Ronan’s father stiffened but stopped yelling at the sorceress and faced the rest of the adults. “She does not lie,” he admitted. “She has the power to bring down my entire family and kingdom.”
Silence fell around them all.
“The young ones earned what has befallen them and they shall pay without your interference.”
With those words, a flash of light engulfed Zephira and she vanished in a puff of smoke.
Ronan suddenly became aware of the hand clasping his, holding tightly. He looked down as saw that Dominique was standing so close that their arms were touching. It was her hand intertwined with his, gripping him as if he were the only safe place in this garden. The matching crescent moons on their wrists nearly touched.
As though she sensed his eyes on her, Dominique looked up at him, her face ashen. Her aquamarine eyes were huge and frightened, filled with tears.
Before he could speak, rough hands seized his shoulder, and another pair grabbed Dominique’s. They were torn apart. Ronan heard her cry out in pain, but he could no longer see her because his father was dragging him into the castle.

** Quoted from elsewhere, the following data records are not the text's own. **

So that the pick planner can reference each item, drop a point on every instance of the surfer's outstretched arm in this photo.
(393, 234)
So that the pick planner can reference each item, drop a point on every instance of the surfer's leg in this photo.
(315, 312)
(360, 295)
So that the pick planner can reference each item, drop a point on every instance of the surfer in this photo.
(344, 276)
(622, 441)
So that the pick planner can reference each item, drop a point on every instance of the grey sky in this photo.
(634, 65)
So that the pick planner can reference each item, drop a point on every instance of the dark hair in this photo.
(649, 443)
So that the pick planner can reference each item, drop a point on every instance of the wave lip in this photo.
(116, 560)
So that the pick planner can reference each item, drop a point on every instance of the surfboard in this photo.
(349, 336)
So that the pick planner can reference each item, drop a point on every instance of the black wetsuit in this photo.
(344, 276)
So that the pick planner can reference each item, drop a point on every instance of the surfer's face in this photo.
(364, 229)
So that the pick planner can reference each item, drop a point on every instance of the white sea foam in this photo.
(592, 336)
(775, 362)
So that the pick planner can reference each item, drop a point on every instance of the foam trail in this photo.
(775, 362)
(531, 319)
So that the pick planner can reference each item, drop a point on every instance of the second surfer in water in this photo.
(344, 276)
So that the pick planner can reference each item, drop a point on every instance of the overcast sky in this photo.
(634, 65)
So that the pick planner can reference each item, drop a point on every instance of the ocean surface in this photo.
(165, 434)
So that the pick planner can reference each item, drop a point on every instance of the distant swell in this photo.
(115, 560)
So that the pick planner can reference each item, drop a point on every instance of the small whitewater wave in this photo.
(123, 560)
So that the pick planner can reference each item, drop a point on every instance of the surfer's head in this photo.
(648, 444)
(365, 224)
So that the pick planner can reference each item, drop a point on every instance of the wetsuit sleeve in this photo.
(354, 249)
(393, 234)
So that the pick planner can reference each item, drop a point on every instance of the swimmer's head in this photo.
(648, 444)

His feet stumbled on the stone steps as his father dragged him down toward the dungeons. Panic lanced his chest because he knew where they were going. His father was going to punish him, even though he had no idea what happened.

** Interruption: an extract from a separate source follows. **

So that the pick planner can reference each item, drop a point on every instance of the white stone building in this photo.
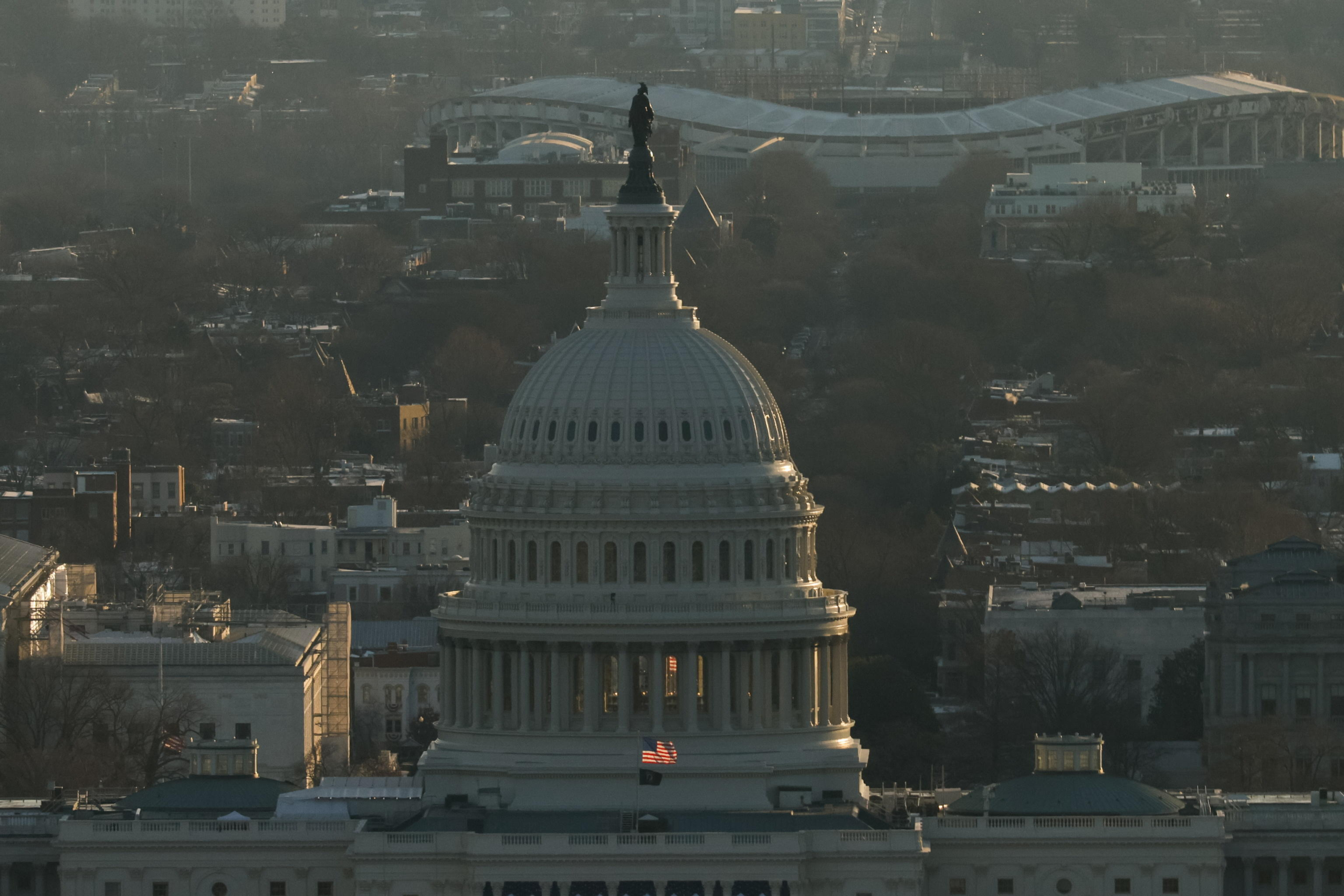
(284, 686)
(1144, 624)
(191, 14)
(1021, 213)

Ronan clenched his teeth together to stop from babbling an explanation. He’d endured this often enough to know that nothing he said would stop King Caden. His father wouldn’t believe a word he said until he began asking his questions between lashes of the strap.

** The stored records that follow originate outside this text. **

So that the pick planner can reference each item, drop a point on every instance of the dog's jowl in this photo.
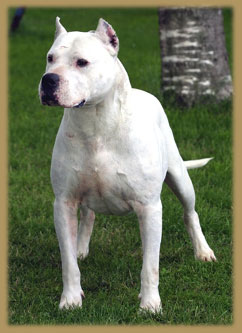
(113, 151)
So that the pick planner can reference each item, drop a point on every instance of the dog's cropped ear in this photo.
(59, 28)
(107, 34)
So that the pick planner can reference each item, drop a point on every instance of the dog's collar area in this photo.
(80, 104)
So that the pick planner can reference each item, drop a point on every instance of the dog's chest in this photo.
(102, 182)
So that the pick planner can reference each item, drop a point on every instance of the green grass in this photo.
(192, 293)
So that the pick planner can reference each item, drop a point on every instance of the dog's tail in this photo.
(193, 164)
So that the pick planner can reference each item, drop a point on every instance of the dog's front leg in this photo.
(65, 218)
(150, 221)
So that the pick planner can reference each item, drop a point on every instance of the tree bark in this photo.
(194, 58)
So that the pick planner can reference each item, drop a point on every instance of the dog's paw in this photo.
(71, 300)
(82, 250)
(82, 253)
(150, 304)
(205, 255)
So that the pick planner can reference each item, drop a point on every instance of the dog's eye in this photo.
(82, 62)
(50, 58)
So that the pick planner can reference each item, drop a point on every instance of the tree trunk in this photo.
(194, 58)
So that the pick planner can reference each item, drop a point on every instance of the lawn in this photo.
(192, 292)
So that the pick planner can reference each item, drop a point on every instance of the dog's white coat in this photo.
(111, 156)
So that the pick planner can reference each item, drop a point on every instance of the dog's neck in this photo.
(105, 117)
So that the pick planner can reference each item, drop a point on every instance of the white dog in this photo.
(113, 151)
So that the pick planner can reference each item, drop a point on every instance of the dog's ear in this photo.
(107, 34)
(59, 28)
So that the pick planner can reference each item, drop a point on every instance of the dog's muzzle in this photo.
(49, 86)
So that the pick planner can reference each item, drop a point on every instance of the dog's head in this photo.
(80, 66)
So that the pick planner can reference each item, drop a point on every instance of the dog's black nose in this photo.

The door to the whipping room slammed open, and Ronan was dragged inside.
An hour later, he sank to his knees, a bitter taste of sickness in his mouth though he hadn’t vomited. His back burned from the strikes of the leather. There were some places where he knew the skin was broken because he could feel the slow trickle of blood as it dripped down his back to the waist of his breeches.
“That was the entirety of the encounter?” his father asked, slightly out of breath.
Ronan started to nod but caught himself just in time. “Yes, Your Majesty.” To refuse to answer aloud would have earned him another five lashes with the leather strap.
“Very well. We will not speak of this again. Nor will we tell anyone that you are cursed. We have plenty of enemies already. No need to give them more ammunition against us. This stays within our family and the Proxa’s. I know they will maintain their silence. A cursed fairy godmother would never be trusted to find the proper match for any highborn fae.”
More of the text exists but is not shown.